Rosario, una anciana viuda del pueblo, se había enterado en la panadería que aquel extraño y huraño forastero se había marchado sólo una hora antes, pero eso era algo que no le importaba mucho. La verdad es que desde hacia unos meses no le importaba absolutamente nada, salvo ir a la playa y llevar flores frescas al espigón. Vestida de riguroso luto, la anciana había estado llevando flores desde la muerte de su hijo al lugar donde el oleaje arrojó el cuerpo inerte del joven pescador. Caminaba como si sólo la fuerza de la costumbre la empujara, con mirada perdida y semblante inexpresivo. Unas marcas en la arena la devolvieron de repente a su ser, eran palabras, frases escritas por alguien en la arena. -Perdona el dolor que te he causado-. Se quedó durante un rato observando la caligrafía de las letras, y una voz en su cabeza no hacia más que repetirle, -estas loca, si lo piensas-. Miró hacia delante y comprobó que las frases se repetían en todo el trayecto hacia el espigón. Una tras otra las fue leyendo, y cada vez con menos fuerza aquella voz de su cabeza fue dejando paso a un sentimiento que le aprisionaba el pecho con fuerza. -Nunca olvidaré tus caricias, ni los besos que me diste-. -Padre me acompaña y me cuida-. -Estoy en mi barca y en cada palmo de nuestra casa-. -No sufras, pues tu dolor me traspasa-. Una tras otra, de igual caligrafía, de idéntica sensación dentro de ella, componían el puzzle de un rostro cada vez más familiar. La ultima frase lo vino confirmar y el rostro del hijo perdido se formó ante ella: -Madre, siempre estaré donde tu estés, siempre te querré-. Rosario se arrodilló y dejó las flores sobre aquella última frase.
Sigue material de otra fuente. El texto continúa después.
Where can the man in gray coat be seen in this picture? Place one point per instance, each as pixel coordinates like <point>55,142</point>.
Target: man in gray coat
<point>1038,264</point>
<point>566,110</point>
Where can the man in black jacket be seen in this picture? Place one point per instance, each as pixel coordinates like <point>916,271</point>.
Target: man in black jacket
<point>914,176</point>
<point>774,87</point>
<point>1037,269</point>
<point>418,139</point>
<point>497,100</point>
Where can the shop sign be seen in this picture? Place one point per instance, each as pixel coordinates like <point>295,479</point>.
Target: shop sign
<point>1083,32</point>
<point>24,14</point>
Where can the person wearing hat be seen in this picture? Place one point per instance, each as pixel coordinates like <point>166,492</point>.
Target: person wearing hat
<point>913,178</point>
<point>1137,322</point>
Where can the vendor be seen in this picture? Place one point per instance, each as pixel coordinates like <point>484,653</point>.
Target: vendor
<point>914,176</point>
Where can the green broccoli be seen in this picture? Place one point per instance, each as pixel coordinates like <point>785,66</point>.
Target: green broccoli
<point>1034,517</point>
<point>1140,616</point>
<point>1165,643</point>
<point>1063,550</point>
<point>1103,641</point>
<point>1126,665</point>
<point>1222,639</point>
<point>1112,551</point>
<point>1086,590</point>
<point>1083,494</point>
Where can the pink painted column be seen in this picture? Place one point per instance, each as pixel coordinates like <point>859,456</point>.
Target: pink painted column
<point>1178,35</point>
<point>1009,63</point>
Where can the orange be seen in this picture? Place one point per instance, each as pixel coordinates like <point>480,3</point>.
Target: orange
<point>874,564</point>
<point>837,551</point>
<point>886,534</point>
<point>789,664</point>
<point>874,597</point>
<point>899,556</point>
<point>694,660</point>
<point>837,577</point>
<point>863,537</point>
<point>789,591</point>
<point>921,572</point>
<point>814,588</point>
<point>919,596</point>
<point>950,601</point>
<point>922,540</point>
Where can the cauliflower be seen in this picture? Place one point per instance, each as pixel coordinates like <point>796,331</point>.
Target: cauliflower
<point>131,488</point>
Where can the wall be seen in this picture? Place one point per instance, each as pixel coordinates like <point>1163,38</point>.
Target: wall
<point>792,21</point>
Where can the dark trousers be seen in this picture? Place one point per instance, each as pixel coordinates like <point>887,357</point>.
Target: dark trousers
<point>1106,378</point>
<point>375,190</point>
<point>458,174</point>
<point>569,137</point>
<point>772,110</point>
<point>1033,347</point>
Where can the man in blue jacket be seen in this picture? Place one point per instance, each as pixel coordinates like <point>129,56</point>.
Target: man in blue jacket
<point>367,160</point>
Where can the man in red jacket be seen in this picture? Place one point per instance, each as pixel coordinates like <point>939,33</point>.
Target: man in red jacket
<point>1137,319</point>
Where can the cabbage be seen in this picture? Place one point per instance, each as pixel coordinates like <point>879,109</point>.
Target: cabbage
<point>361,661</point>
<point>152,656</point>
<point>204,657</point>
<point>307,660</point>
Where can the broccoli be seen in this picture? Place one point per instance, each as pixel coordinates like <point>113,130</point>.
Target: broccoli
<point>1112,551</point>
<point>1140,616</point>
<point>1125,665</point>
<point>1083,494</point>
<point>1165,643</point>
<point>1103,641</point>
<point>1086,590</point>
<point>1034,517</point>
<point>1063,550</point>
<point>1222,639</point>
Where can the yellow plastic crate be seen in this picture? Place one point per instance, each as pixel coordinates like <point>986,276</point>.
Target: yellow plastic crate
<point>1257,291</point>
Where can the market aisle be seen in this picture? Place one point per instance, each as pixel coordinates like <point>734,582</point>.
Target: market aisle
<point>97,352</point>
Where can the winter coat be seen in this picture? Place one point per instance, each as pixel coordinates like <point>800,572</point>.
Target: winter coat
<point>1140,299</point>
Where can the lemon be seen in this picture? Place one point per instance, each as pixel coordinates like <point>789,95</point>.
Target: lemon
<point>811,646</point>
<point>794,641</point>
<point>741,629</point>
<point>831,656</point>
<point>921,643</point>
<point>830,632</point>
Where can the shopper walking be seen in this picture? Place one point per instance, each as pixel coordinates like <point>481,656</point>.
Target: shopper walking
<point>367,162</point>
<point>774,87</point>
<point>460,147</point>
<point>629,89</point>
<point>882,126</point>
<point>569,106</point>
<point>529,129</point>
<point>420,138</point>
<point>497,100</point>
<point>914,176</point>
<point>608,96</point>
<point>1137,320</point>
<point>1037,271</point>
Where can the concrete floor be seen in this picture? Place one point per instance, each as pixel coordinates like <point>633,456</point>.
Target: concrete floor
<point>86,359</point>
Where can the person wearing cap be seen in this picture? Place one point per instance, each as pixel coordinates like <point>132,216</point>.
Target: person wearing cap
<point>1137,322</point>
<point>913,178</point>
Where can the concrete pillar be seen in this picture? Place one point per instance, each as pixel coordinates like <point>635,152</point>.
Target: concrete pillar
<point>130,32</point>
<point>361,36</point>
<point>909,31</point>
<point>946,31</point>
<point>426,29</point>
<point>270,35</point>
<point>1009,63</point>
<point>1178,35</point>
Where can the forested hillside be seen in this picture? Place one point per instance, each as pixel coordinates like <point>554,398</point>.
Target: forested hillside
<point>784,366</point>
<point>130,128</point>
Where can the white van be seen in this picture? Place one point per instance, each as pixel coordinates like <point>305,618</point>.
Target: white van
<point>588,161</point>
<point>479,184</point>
La sonrisa y la tranquilidad que reflejaba su mirada cuando abandonó la playa sorprendió a quienes con ella se cruzaron y la muerte nunca volvió a ser para ella una perdida que el amor no solucionase.
Aquella noche, ya muy lejos del pueblo de pescadores, Lorenzo soñó que su barca llegaba por fin a aquella playa, y que la figura de una anciana vestida de negro le sonreía con una alegría totalmente desconocida para él. Su abrazo lo sintió cálido, familiar, reconfortante, y vio al separarse de ella, que la figura de aquella mujer y la de un niño agarrados de la mano se alejaban de él.
EpílogoDespués de recibir un órgano, algunos receptores de trasplantes sufren cambios en su carácter, en sus gustos y en sus aficiones. A veces, incluso, protagonizan recuerdos que no les pertenecen y sueños con sus donantes. Dicen que todo es debido a lo que llaman memoria celular.